Reached July 23, Orin Snyder, a partner in the firm representing the Larson estate, had an understandably different take on the trial. He told Playbill On-Line, "We won. It was total vindication of our position. The judge agreed Jonathan Larson is the sole author of Rent, and there was no way he intended Thomson as a co-author. She's not entitled to be considered an author. For the family, it was never about money; it was always about the son's legacy. It's not a case about dramaturgs; it's a case about Jonathan Larson and the authorship of Rent. Dramaturgs are dramaturgs and playwrights are playwrights."

After the close of trial business on July 22, 1997, Snyder, an attorney with the firm of Parcher, Hayes & Liebman, could hardly contain his (now prophetic) excitement. He had told Playbill On-Line, "Tomorrow it's over.
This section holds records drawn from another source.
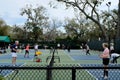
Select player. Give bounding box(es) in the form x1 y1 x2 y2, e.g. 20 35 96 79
100 43 110 79
110 53 120 63
24 44 30 58
34 43 38 57
11 41 19 66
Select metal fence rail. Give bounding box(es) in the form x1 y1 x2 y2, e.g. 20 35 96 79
0 66 120 80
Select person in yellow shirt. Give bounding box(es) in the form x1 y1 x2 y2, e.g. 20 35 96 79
24 44 30 58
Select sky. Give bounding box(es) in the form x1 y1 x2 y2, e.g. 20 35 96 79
0 0 118 25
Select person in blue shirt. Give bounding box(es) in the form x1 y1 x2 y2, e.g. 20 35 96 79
11 41 19 66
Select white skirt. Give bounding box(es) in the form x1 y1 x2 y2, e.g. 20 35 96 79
11 52 17 57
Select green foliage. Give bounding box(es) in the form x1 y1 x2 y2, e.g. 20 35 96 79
0 75 5 80
21 5 48 41
0 19 10 36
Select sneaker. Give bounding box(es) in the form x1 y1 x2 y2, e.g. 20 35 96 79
104 76 108 79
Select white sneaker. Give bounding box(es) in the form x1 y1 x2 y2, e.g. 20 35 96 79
104 76 108 79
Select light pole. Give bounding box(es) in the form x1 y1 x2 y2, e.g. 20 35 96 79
106 2 111 48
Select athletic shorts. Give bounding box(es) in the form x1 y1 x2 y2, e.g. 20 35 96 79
11 52 17 57
103 58 109 65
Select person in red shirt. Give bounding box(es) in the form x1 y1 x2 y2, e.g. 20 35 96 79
100 43 110 79
24 44 30 58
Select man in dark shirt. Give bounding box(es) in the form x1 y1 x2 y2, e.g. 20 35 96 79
11 41 19 66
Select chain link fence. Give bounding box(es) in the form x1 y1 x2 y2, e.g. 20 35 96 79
0 64 120 80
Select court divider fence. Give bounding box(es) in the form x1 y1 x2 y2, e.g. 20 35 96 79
0 66 120 80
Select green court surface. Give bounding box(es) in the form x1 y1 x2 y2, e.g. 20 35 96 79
0 49 120 80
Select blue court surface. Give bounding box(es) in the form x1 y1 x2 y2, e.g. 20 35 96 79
80 64 120 80
0 53 34 59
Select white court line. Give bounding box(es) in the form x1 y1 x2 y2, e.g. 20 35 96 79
63 51 75 61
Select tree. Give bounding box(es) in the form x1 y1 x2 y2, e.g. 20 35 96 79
11 25 26 40
116 0 120 38
44 19 61 41
21 5 48 41
57 0 109 41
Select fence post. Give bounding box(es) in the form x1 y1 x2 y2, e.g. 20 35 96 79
72 67 76 80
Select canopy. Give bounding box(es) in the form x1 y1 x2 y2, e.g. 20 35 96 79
0 36 10 42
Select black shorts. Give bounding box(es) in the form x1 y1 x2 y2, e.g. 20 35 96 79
103 58 109 65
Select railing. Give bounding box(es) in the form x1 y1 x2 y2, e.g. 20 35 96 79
0 66 120 80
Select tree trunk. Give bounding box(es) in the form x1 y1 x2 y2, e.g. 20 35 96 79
116 0 120 39
98 24 109 42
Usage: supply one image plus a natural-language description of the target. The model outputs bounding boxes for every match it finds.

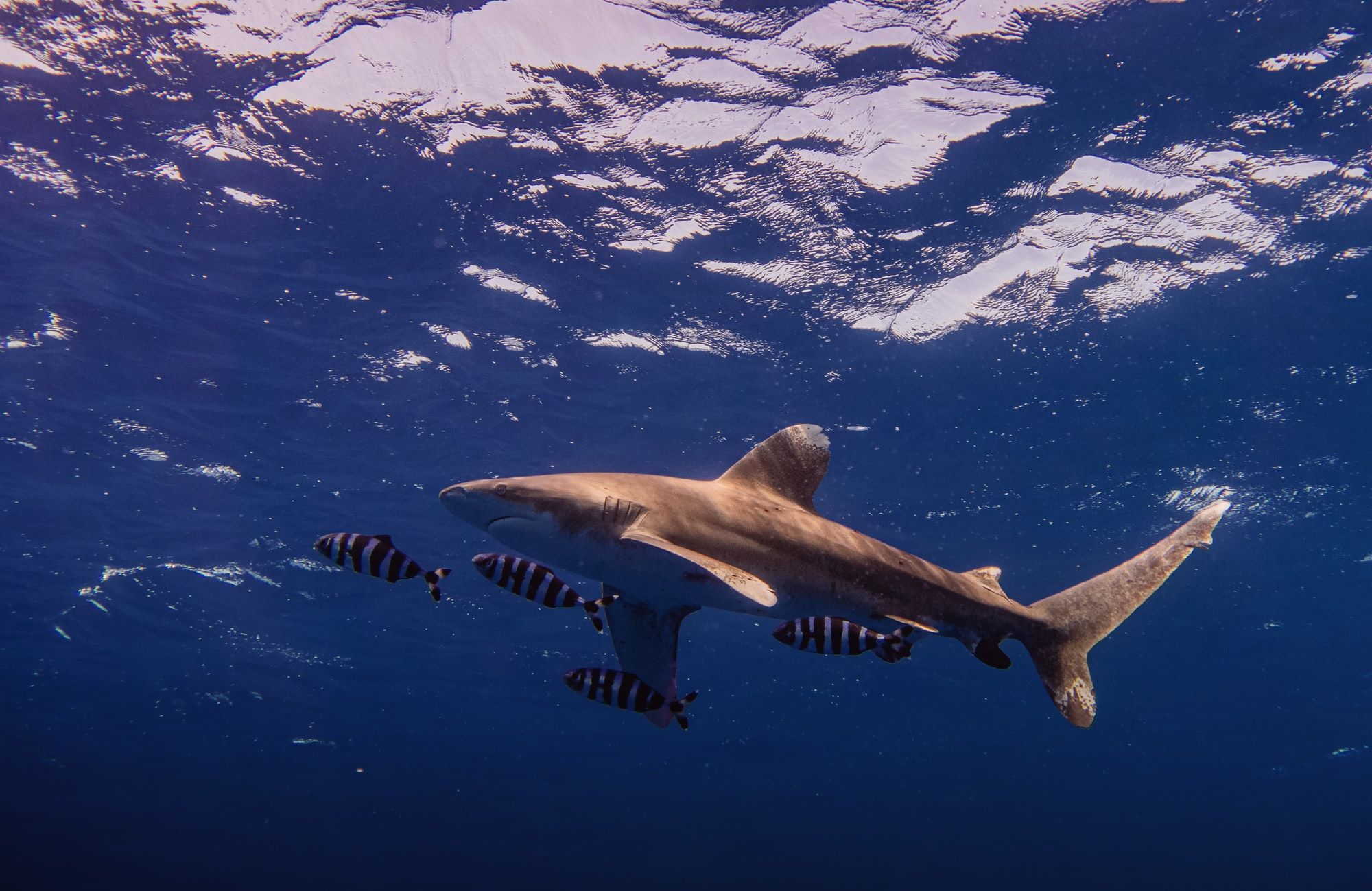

And the court has indicated there could be a ruling from the bench."

Thomson claimed she was underpaid for her work with Larson on the musical that helped turn Rent into not only an Off-Broadway hit but also a long-running Broadway blockbuster and cash cow.

Snyder reported that on the stand July 22, Thomson "could supply no notes of lyrics she contends she wrote and couldn't recite lyrics from the songs."

On July 21, defense attorney Parcher queried Thomson on the stand, "Have you any written documentation of just how much you contributed to the show?"

Thompson answered, "In exact words, [Larson] never said, `you are co author,' and I never asked him. But we knew what we were doing...Money is not part of what this is about. In terms of storytelling, character development, Jon needed my help." According to reports, Thomson later told the court she collaborated with Larson on 9 percent of the lyrics and 48 percent of the recitative-style libretto.

In her suit, Thomson claimed she wrote more than a third of the musical's book and rewrote many of Larson's lyrics to give the overall show a more uplifting, energetic spirit.

Snyder, speaking for the Larson estate, stated, "There is absolutely no evidence that Jonathan Larson ever intended to treat any human being as his co-author. That includes plantiff Thomson, whom he regarded solely as a dramaturg." Snyder said that in contracts and in computer documents that Larson gave to NYTW "Jonathan is always referred to and refers to himself as sole author."

"At all times," Synder went on, "Jonathan acted as if this was his play. It was his life, his baby. He gave it seven years of his life. The idea that in his final moments he would give it over to someone else is simply impossible."

Asked if there were any surprises in Thomson's testimony and theatre luminaries who came forward to speak on her behalf, Synder said, "Not really. We knew what the evidence was in advance, so we were prepared."

Tony Kushner, who wrote the Tony and Pulitzer-winning Angels In America and Craig Lucas, author of Prelude To A Kiss were among those who testified hat Thomson "transformed" Rent. Robert Brustein, head of the American Repertory Theatre, and Bernard Gersten of Lincoln Center Theatre have come forward for the defense (Larson estate).

The New York Post reported earlier that the Larson family offered a sum reported to be $100,000 to settle out of court, but Thomson refused and then made a counter-offer that was turned down by the family. Rent spokesperson Byk told Playbill On-Line (July 25, 1997) that no actual sum was ever discussed. "Thomson came to the family with her request and they offered one percent of their royalties, which she rejected. Later on she started making her claim -- she says in late April as the show was opening, but the Larson family claims wasn't until the latter part of August -- and then the family offered her two percent, which she again turned down and started making additional demands." Attorney Parcher had argued that Thomson's contributions were fully covered in her contract with Larson.

The trial has led many in and out of theatre to wonder what exactly does a dramaturg do. Typically, they work with writers, suggesting ideas and solutions to perceived problems, and editing the work. Thomson is referred to in Rent's official billing as dramaturg, not co-author.